Batam Kepulauan Riau Nasional Internasional Ekonomi & Bisnis Hukum & Kriminal Lifestyle Olahraga

Proyek Strategis Mangkrak, Polres Anambas Selidiki Dugaan Korupsi Sodetan Air Senilai Rp 10 Miliar

Ihsan Imaduddin • Senin, 21 Juli 2025 | 13:30 WIB
Kasat Reskrim Polres Anambas, Iptu Alfajri.
Kasat Reskrim Polres Anambas, Iptu Alfajri.

batampos– Polres Kepulauan Anambas tengah menyelidiki dugaan tindak pidana korupsi dalam proyek pembangunan sodetan air di Tarempa yang bersumber dari anggaran APBD tahun 2024.

Proyek senilai Rp 10 miliar itu dikerjakan oleh CV Tapak Anak Bintan (TAB), namun tak kunjung rampung hingga kontraknya diputus oleh Dinas PUPR Anambas.

Ironisnya, meski tak menjalankan pekerjaan sesuai kontrak, CV TAB sudah menerima uang muka sebesar 30 persen atau sekitar Rp 3 miliar dari total nilai proyek.

Padahal, pembangunan sodetan air ini merupakan proyek strategis Pemerintah Kabupaten Kepulauan Anambas untuk mengurangi risiko banjir yang kerap melanda wilayah Tarempa.

Kasat Reskrim Polres Anambas, Iptu Alfajri, membenarkan bahwa pihaknya sedang melakukan penyidikan terhadap proyek tersebut. Sejumlah barang milik kontraktor yang disimpan di kawasan Tanjung Momong, Desa Tarempa Timur, telah disita oleh penyidik pada Mei lalu.

“Benar, kami tengah melakukan penyidikan terkait dugaan korupsi proyek sodetan air di Tarempa. Beberapa barang bukti milik kontraktor sudah kami amankan,” kata Alfajri, Senin (21/7/2025).

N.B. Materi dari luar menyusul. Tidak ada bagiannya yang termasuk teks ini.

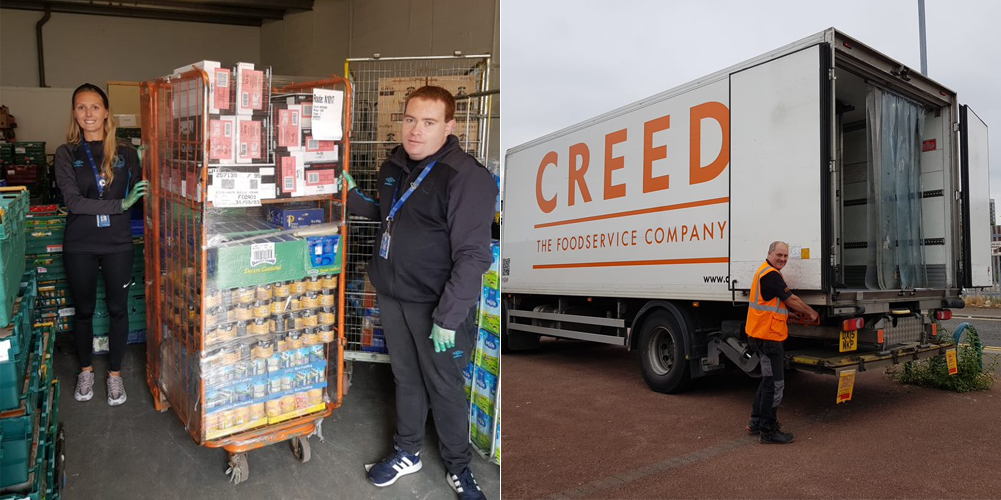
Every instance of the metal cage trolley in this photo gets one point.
(244, 254)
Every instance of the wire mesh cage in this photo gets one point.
(381, 86)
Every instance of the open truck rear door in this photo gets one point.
(780, 150)
(976, 200)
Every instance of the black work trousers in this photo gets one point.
(81, 273)
(772, 386)
(426, 379)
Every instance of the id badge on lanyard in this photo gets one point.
(383, 249)
(103, 220)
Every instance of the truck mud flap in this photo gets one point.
(820, 361)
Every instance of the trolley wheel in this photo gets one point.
(238, 470)
(348, 373)
(300, 448)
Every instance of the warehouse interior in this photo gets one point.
(49, 48)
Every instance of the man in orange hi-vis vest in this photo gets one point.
(768, 311)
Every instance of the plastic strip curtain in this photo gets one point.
(896, 245)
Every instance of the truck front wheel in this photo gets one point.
(662, 353)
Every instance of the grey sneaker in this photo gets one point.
(84, 386)
(116, 390)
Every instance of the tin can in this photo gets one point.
(230, 358)
(309, 336)
(294, 340)
(277, 306)
(310, 300)
(326, 316)
(261, 309)
(259, 389)
(245, 295)
(258, 327)
(309, 318)
(244, 312)
(282, 290)
(281, 322)
(280, 343)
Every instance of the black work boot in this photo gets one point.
(775, 437)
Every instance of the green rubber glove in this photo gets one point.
(443, 339)
(137, 192)
(348, 180)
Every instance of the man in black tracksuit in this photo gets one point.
(435, 204)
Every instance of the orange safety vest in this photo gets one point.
(766, 319)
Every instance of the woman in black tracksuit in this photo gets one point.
(100, 179)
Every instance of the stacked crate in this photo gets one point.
(27, 167)
(483, 373)
(44, 231)
(13, 210)
(30, 439)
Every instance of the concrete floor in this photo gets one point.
(133, 452)
(581, 423)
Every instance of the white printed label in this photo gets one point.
(262, 253)
(328, 108)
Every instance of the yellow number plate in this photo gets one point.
(849, 341)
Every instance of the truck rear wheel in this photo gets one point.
(662, 354)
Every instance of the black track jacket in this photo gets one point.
(440, 237)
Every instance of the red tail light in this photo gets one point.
(853, 324)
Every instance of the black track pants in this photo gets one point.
(81, 273)
(427, 379)
(773, 383)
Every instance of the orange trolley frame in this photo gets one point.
(155, 127)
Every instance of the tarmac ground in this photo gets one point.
(580, 422)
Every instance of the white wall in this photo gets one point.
(42, 114)
(98, 49)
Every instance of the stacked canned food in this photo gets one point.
(264, 359)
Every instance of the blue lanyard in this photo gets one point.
(93, 165)
(396, 204)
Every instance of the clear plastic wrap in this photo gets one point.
(245, 287)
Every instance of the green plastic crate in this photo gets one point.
(31, 469)
(13, 209)
(16, 341)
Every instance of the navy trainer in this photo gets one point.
(465, 485)
(386, 472)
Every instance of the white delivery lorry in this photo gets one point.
(644, 227)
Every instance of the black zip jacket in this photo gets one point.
(440, 237)
(75, 179)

Berdasarkan informasi yang dihimpun, penyidik Polres Anambas telah mengirimkan tiga Surat Pemberitahuan Dimulainya Penyidikan (SPDP) ke Kejaksaan Negeri (Kejari) Anambas.

Ketiga SPDP itu memuat nama calon tersangka yang berbeda, menandakan adanya indikasi keterlibatan lebih dari satu pihak dalam perkara ini.

Proyek sodetan air ini semula diharapkan menjadi solusi jangka panjang bagi persoalan banjir musiman yang kerap merendam rumah warga dan kawasan fasilitas umum di Tarempa.

Namun, mangkraknya proyek tersebut tidak hanya menimbulkan kerugian negara, tapi juga memicu kekecewaan masyarakat yang menanti manfaat dari pembangunan tersebut.

Pihak kepolisian masih mendalami keterlibatan para pihak dalam proyek itu dan terus mengumpulkan alat bukti serta keterangan saksi-saksi.

Polres Anambas memastikan penanganan perkara akan dilakukan secara profesional dan transparan.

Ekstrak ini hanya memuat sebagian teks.